More Washington Flocks Affected by Bird Flu
The avian influenza has been found in 27 flocks in Washington state as of early July. It’s estimated that the flu has claimed more than 1,500 birds. According to the Capital Press, the Washington Department of Agriculture is urging bird owners to refrain from participating in fairs, exhibits, and poultry auctions.
Survey Finds Songbird Numbers Dwindling
According to an Oregon State University study published in the journal Diversity, some charismatic songbird numbers have dramatically declined in recent years.

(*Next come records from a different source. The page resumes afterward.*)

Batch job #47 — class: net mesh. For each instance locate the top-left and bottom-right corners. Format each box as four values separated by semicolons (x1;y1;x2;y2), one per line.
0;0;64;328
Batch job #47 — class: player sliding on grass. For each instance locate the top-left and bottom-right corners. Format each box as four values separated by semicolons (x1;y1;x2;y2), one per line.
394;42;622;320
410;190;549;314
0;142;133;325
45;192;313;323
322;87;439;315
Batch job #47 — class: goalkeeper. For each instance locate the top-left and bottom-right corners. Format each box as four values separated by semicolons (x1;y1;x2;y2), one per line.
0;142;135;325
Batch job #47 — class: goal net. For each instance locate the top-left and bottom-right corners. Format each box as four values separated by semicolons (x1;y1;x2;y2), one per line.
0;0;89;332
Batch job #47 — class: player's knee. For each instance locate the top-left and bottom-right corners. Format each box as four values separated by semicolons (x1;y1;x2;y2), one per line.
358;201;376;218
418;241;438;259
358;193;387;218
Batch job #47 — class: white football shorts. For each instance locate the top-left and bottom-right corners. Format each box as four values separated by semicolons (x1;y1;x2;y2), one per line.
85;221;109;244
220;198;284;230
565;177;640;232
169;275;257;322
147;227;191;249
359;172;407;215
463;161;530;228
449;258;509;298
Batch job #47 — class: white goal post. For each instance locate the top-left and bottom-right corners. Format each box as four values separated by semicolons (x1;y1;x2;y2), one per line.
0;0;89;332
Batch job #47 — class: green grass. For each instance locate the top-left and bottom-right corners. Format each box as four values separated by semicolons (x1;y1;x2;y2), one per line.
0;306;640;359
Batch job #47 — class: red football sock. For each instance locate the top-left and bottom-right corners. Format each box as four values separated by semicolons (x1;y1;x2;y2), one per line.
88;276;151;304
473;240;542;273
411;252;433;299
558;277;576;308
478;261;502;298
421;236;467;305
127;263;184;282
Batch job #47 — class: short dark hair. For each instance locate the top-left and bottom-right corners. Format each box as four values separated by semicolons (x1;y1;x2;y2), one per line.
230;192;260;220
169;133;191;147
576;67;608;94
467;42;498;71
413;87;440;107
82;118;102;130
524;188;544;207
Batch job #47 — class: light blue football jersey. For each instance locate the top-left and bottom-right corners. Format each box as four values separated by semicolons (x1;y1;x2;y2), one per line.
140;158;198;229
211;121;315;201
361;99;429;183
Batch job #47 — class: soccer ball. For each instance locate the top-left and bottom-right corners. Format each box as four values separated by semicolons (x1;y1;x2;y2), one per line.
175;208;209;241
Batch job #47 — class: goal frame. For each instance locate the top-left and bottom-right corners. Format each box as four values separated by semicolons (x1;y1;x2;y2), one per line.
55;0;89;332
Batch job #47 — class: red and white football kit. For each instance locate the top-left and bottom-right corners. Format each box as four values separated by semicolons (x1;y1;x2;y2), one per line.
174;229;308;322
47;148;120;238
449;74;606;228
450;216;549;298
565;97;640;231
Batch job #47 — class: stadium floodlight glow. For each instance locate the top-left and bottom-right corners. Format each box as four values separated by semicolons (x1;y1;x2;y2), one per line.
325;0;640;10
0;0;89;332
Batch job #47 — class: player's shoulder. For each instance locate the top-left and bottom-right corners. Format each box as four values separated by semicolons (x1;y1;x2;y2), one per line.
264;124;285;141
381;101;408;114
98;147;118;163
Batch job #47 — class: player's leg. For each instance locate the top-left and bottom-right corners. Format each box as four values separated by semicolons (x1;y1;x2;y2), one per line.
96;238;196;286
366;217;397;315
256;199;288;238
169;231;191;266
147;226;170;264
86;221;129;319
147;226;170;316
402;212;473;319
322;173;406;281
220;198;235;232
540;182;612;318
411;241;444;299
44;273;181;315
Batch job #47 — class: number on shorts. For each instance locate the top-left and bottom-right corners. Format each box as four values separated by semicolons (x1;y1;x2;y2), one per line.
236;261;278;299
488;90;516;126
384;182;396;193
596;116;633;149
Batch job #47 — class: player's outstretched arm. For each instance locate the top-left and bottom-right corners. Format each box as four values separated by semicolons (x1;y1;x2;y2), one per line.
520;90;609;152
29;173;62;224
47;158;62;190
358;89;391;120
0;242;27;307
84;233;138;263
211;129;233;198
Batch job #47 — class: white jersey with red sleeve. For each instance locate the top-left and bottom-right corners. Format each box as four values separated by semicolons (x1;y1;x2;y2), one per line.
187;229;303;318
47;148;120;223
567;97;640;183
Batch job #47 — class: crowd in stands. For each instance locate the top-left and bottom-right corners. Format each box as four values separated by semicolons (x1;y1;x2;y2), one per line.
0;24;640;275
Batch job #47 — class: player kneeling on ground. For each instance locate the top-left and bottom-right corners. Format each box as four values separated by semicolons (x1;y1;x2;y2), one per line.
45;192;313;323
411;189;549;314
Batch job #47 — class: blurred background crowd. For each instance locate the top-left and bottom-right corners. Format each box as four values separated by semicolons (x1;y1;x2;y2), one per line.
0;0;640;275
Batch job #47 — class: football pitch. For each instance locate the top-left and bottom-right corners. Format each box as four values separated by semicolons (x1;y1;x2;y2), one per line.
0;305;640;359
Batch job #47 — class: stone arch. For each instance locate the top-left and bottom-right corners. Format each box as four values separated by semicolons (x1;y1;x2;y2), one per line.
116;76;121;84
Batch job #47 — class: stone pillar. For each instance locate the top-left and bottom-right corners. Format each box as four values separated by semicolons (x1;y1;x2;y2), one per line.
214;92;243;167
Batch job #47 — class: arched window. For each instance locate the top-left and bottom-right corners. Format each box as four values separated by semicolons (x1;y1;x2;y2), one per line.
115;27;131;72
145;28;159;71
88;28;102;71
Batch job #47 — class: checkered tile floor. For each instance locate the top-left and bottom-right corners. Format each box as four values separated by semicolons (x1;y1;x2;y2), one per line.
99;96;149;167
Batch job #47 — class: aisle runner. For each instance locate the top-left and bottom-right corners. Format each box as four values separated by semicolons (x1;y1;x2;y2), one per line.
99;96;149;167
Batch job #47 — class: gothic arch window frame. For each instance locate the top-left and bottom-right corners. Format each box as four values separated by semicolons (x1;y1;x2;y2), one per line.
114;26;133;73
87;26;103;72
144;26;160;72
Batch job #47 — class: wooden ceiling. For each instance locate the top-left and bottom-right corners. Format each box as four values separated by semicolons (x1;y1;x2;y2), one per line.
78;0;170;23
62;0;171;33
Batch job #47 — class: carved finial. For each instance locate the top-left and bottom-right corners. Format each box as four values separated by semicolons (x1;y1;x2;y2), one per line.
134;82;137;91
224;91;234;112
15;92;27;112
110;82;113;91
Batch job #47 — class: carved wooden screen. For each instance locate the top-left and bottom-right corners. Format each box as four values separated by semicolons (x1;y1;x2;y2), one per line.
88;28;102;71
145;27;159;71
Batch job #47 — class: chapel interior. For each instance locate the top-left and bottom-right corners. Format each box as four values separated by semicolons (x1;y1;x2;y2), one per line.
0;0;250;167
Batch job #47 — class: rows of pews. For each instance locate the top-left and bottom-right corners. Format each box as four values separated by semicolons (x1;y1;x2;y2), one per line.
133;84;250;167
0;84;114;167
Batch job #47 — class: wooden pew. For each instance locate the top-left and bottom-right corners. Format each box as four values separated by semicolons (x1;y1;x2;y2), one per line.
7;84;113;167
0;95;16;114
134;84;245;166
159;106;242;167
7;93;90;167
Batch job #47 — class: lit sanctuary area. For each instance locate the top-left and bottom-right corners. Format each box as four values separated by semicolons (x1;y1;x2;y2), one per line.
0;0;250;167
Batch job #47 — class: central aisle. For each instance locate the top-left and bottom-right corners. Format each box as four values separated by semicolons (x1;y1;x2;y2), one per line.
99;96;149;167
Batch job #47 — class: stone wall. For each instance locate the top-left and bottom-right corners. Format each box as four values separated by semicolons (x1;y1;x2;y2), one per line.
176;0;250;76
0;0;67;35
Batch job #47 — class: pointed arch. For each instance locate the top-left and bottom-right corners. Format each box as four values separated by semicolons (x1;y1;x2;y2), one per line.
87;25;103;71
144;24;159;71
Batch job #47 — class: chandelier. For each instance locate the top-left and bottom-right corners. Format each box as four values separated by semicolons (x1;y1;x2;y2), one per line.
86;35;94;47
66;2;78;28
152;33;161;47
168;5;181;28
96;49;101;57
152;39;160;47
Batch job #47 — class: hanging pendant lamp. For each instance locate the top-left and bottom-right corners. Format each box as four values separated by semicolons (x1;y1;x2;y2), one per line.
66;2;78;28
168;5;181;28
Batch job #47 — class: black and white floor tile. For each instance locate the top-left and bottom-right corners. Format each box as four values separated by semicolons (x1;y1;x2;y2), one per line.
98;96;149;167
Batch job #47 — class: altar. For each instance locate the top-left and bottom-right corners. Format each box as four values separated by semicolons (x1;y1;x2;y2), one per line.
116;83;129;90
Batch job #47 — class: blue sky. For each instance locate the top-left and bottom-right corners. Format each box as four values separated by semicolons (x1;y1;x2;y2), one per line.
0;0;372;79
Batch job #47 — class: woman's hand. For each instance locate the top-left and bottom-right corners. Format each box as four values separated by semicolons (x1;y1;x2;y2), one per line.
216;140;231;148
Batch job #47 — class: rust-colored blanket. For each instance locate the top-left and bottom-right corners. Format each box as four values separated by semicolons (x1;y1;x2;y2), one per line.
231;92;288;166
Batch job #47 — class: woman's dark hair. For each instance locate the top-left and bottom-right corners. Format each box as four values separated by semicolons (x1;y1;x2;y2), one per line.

Ballot Could Redefine Animal Cruelty in Oregon
From the Eastern Oregonian, a ballot initiative in Oregon could bring the controversial Abuse, Neglect and Assault Exemptions Modification and Improvement Act to Oregon voters in 2024. The law could remove exemptions for farmers and ranchers.
Experts Discuss Farmer Costs and Commodity Needs
In a podcast from the Pacific Northwest Ag Network, experts talk about how to help farmers balance increased costs with commodities.
Birds Could Warn Others of Food Shortages
According to a study from Oregon State University, songbirds learn from other birds about food supplies. The study found that this communication changes bird physiology as well as behavior.